On July 26, the New York Times editorial page contained something to which all gun owners should be accustomed: another anti-gun tract penned by the Times' editorial board. This time, the board's target was NRA's support for the effort to recall a pair of Colorado legislators following their support for magazine restrictions and the criminalization of private firearm transfers.
Titled, The Gun Lobby Takes Vengeful Aim, the editorial criticizes the Colorado recall effort, stating that soon after the law was passed "the National Rifle Association was vindictively pressing for recall votes against two supporters of the stronger law," in a "vengeful recall attempt." The Times also makes clear its support for a statement by recall target Sen. John Morse, writing, "'Recalls are for unethical behavior, and not disagreements,' he properly noted in the Denver Post."

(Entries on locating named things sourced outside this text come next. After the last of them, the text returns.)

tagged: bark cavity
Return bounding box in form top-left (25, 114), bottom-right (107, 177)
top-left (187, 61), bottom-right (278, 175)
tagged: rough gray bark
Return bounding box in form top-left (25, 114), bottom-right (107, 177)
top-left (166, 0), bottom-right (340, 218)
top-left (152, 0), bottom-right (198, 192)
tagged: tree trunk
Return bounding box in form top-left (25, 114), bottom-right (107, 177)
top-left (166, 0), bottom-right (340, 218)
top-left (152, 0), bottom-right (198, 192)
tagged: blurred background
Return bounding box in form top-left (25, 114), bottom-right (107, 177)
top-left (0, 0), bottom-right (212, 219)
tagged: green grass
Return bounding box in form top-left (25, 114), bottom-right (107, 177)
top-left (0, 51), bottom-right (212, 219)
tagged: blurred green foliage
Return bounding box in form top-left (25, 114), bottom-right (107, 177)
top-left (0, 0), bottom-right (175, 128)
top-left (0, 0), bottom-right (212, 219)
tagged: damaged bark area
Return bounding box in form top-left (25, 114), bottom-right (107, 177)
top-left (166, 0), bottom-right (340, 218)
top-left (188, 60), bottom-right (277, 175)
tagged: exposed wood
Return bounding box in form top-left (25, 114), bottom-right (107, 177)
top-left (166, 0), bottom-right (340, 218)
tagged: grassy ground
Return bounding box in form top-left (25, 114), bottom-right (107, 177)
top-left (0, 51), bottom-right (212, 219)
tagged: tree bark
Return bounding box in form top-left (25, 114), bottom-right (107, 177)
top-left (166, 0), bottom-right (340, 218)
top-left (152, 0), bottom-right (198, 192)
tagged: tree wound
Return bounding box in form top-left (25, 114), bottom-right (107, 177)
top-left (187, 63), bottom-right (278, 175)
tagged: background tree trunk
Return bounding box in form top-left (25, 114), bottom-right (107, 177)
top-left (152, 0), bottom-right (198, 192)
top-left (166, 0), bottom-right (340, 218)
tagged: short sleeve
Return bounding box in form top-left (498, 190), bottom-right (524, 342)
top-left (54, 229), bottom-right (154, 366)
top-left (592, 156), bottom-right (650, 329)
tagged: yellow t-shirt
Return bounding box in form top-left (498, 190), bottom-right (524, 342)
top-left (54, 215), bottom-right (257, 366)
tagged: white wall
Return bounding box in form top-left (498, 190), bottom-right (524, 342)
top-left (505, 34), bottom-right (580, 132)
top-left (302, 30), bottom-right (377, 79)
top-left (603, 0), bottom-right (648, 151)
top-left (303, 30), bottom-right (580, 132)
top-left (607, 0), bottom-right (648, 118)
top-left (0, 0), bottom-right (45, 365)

An unknowing reader might construe this editorial as a principled stand against perceived retaliatory abuse of recall procedure. However, that would ignore the Times' vocal support for the recall effort of Wisconsin Governor Scott Walker in retaliation for his pursuit of changes in public employee collective bargaining.
In case anyone's forgotten--after all, it's been a whole year--an April 12, 2012 Times editorial struck a different tone, noting, "Gov. Scott Walker of Wisconsin is struggling to fight off a determined effort to replace him in an extraordinary recall." Leaving no doubt as to its position, the Times went on to say, "every few weeks, Mr. Walker provides new grounds for becoming the third American governor to be removed by his own electorate." And what were those grounds? Policy disagreements on labor law and abortion issues--making clear that the Times editorial board's position on recall efforts is based not on principle, but on politics.